Massive performance jump in two very interesting natural language benchmarks

NOTE: This story is now subject to an update which likely invalidates its central premise: https://deponysum.com/2020/11/22/update-performance-jump-in-two-very-interesting-natural-language-benchmarks-its-gone-away/

“BERT Ensemble – MBGA Optimization” is a new entrant to two leader-boards natural language understanding tasks on the the Allen AI Leader-boards. Without trying to sound clickbaity, I audibly gasped when I read its results.

It scored 97.6% on the ARC reasoning challenge (Easy set). The previous high score was 92.6%, i.e. it reduced by two thirds the error rate. The ARC-Easy set, despite the name, contains both the hard and easy questions from the ARC challenge task (the hard version on the other hand excludes the easy questions). In the words of Allen AI:

“The ARC dataset contains 7,787 genuine grade-school level, multiple-choice science questions, assembled to encourage research in advanced question-answering.”

In other words, it’s a standardized school science test. Here are some examples of the questions:

1.Which equipment will best separate a mixture of iron filings and black pepper? (1) magnet (2) filter paper (3) triplebeam balance (4) voltmeter

2. Which form of energy is produced when a rubber band vibrates? (1) chemical (2) light (3) electrical (4) sound

3. Because copper is a metal, it is (1) liquid at room temperature (2) nonreactive with other substances (3) a poor conductor of electricity (4) a good conductor of heat

4. Which process in an apple tree primarily results from cell division? (1) growth (2) photosynthesis (3) gas exchange (4) waste removal

While a jump of 5% might not seem enormous, what’s so important about this is that it has reduced by two thirds the number of mistakes of the previous model, suggesting a huge leap in power.

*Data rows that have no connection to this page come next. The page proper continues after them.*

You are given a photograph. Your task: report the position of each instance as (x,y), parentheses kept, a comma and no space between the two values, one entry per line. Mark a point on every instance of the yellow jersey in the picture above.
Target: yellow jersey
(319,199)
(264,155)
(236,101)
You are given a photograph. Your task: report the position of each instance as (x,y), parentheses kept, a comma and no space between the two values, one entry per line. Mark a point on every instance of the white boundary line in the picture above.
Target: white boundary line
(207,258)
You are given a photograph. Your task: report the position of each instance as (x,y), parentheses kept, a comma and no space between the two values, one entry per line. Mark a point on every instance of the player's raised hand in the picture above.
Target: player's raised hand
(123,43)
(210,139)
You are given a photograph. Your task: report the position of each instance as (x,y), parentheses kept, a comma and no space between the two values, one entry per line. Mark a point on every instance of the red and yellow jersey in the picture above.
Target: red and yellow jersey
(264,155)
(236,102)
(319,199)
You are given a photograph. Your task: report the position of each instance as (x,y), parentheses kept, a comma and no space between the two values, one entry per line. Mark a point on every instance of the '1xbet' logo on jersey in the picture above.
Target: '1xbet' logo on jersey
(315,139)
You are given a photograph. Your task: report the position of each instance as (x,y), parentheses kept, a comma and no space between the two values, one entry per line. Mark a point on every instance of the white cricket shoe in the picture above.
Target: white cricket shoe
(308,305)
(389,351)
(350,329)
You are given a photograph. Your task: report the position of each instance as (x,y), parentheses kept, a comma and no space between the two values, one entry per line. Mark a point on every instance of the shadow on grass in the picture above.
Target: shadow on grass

The second result is far, far more impressive still. The OpenBookQA task is:

“[A] new kind of question-answering dataset modeled after open book exams for assessing human understanding of a subject. It consists of 5,957 multiple-choice elementary-level science questions (4,957 train, 500 dev, 500 test), which probe the understanding of a small “book” of 1,326 core science facts and the application of these facts to novel situations. For training, the dataset includes a mapping from each question to the core science fact it was designed to probe. Answering OpenBookQA questions requires additional broad common knowledge, not contained in the book. The questions, by design, are answered incorrectly by both a retrieval-based algorithm and a word co-occurrence algorithm. Strong neural baselines achieve around 50% on OpenBookQA, leaving a large gap to the 92% accuracy of crowd-workers

[Bolding not in original]

It scored 100% on the OpenBookQA task. The previous best was 87.2% and the benchmark for human level performance by crowd-sourced workers is 91.7%. This test is intended to be an ecologically valid test of the human ability to reason over existing facts and apply them in novel situations- combined with background knowledge and understanding of the world. This program did not merely meet human level it seemingly exceeded it by a lot.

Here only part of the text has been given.